Background: Obesity and inflammatory bowel disease (IBD) represent chronic inflammatory conditions. Bariatric surgery improves some obesity-related co-morbidities, but the effects of bariatric surgery on IBD have not been well studied.
Objectives: To examine if bariatric surgery may attenuate colitis in an obese murine model of IBD and study the mechanisms underlying the postsurgical amelioration of intestinal inflammation.
Setting: University of California Irvine, Department of Surgery and Microbiology laboratories.
Methods: Obese mice were assigned to one of 2 bariatric procedures [Duodenojejunal Bypass (DJB n = 6), Sleeve Gastrectomy (SG n = 8)]. Sham-operated mice were (Sham n = 8) were used as a control. After recovering from surgery, IBD was induced by administration of 2% dextran sodium sulfate. Fecal samples were collected before and after IBD induction for microbiome analysis. Pathologic analyses and immunohistochemical staining were performed on colon.
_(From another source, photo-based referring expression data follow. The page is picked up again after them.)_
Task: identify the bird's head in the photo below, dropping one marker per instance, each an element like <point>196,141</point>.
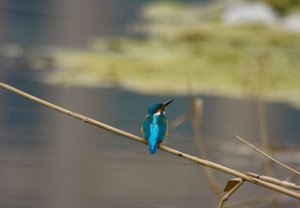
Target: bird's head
<point>158,108</point>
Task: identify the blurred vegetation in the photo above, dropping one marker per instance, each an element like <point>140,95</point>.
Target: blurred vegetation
<point>283,6</point>
<point>217,59</point>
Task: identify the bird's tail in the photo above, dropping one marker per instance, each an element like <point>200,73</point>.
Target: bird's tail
<point>152,146</point>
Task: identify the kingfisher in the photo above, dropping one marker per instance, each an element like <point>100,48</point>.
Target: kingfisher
<point>155,126</point>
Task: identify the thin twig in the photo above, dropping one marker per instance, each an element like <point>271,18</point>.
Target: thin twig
<point>225,198</point>
<point>161,147</point>
<point>274,181</point>
<point>197,108</point>
<point>267,156</point>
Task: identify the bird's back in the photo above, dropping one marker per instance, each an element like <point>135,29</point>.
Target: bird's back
<point>155,130</point>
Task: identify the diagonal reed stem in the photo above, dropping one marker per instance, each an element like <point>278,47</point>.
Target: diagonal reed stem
<point>161,147</point>
<point>267,156</point>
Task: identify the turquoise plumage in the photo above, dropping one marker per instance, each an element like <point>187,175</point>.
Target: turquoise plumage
<point>155,126</point>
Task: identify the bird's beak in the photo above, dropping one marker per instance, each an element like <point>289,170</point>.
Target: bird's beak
<point>167,102</point>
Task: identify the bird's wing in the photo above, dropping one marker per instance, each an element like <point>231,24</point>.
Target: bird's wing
<point>146,127</point>
<point>163,129</point>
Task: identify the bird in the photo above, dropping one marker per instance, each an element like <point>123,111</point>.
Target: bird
<point>155,125</point>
Results: Survival after DJB and SG was higher relative to Sham mice. Histologically, DJB mice had significantly less intestinal inflammation. The observed improvements were not related to a difference in weight among the groups. Farnesoid X receptor staining in the colon was observed quantitatively more in DJB than in SG and sham mice. A statistically significant increase in the number of Lactobacillales was observed in the stool of mice after DJB.
Conclusion: These results suggest that bariatric surgery, in particular DJB, reduces the severity of colitis in a chemically-induced IBD murine model. The anticolitis effects of DJB may be associated with Farnesoid X receptor regulation and gut microbiome rearrangements.
Keywords: Colitis; Inflammation; Metabolic/Bariatric surgery; Obese murine model; Obesity.